La liberté de conter fleurette…

La liberté semble désormais un problème dans notre pays. Les polémiques s’enchaînent sur ses différentes manifestations : celle de tout dire, d’être différent, de créer, de stigmatiser, de revendiquer, de contester ou de se démarquer ; la liste est longue.

Un groupe de femmes publie une lettre qui dénonce ce qu’elles appellent la « vague purificatoire », nous alertant notamment sur cette dérive inquiétante qui consiste à limiter de plus en plus la liberté d’expression au nom, cette fois, de la protection des femmes.

Modifier la fin de l’opéra Carmen pour ne pas mettre en scène de la violence faite à une femme est d’une stupidité confondante et une offense faite à l’œuvre de Bizet. Certains éditeurs auraient demandé à des écrivains de majorer le rôle des personnages féminins, d’insister sur leur souffrance et de forcer le trait pour dénoncer le sexisme. Cela embrasse la tendance actuelle, sans doute à des fins mercantiles, mais cela modifie aussi le regard que nous portons sur nous-mêmes et sur notre société, puisque l’art s’en veut, pour une large part, le reflet. Ce cahier des charges envers les artistes et les créateurs devient extrêmement préoccupant dans un pays soi-disant démocratique. Au passage, et dans un tout autre domaine, la page de garde des albums Astérix, emblématique de la collection, « Toute la Gaule est occupée. Toute ? Non ! Un petit village résiste encore et toujours à l’envahisseur, etc. » a été supprimée dans le dernier opus. Interrogée sur le sujet, la maison d’édition s’en est sortie par un « no comment ». Pas de hasard, là non plus. Politiquement correct, donc.

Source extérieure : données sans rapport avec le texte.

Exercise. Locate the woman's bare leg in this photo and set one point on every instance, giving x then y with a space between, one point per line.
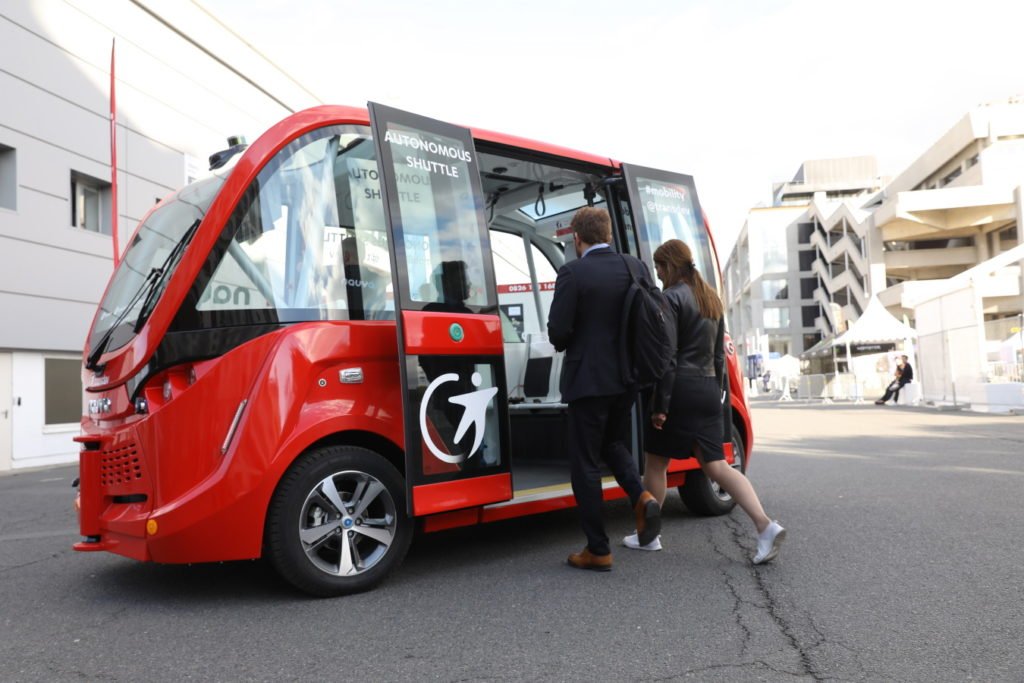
655 476
739 487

Mais revenons à notre sujet. « On a peut-être toujours raison de se révolter, mais on n’a pas raison sur tout quand on se révolte », écrit Pascal Bruckner. À force de vouloir bien faire, on arrive à des aberrations. Ainsi, la loi visant, par exemple, à pénaliser les réflexions sexistes dont les femmes sont victimes dans la rue est-elle une absurdité. Je me promène et entends un homme m’adresser des propos injurieux ou salaces. Je peux, maintenant, interroger l’indélicat, noter gentiment ses coordonnées et son état civil et me rendre au commissariat le plus proche afin de porter plainte. Un vrai progrès ! Par la suite, et pour peu que ma plainte aboutisse, on me dira naturellement, et à juste titre, que je n’ai aucun témoin et que c’est sa parole contre la mienne. Cette loi est, on le voit, inapplicable et d’une inanité confondante. Un effet d’annonce parmi tant d’autres.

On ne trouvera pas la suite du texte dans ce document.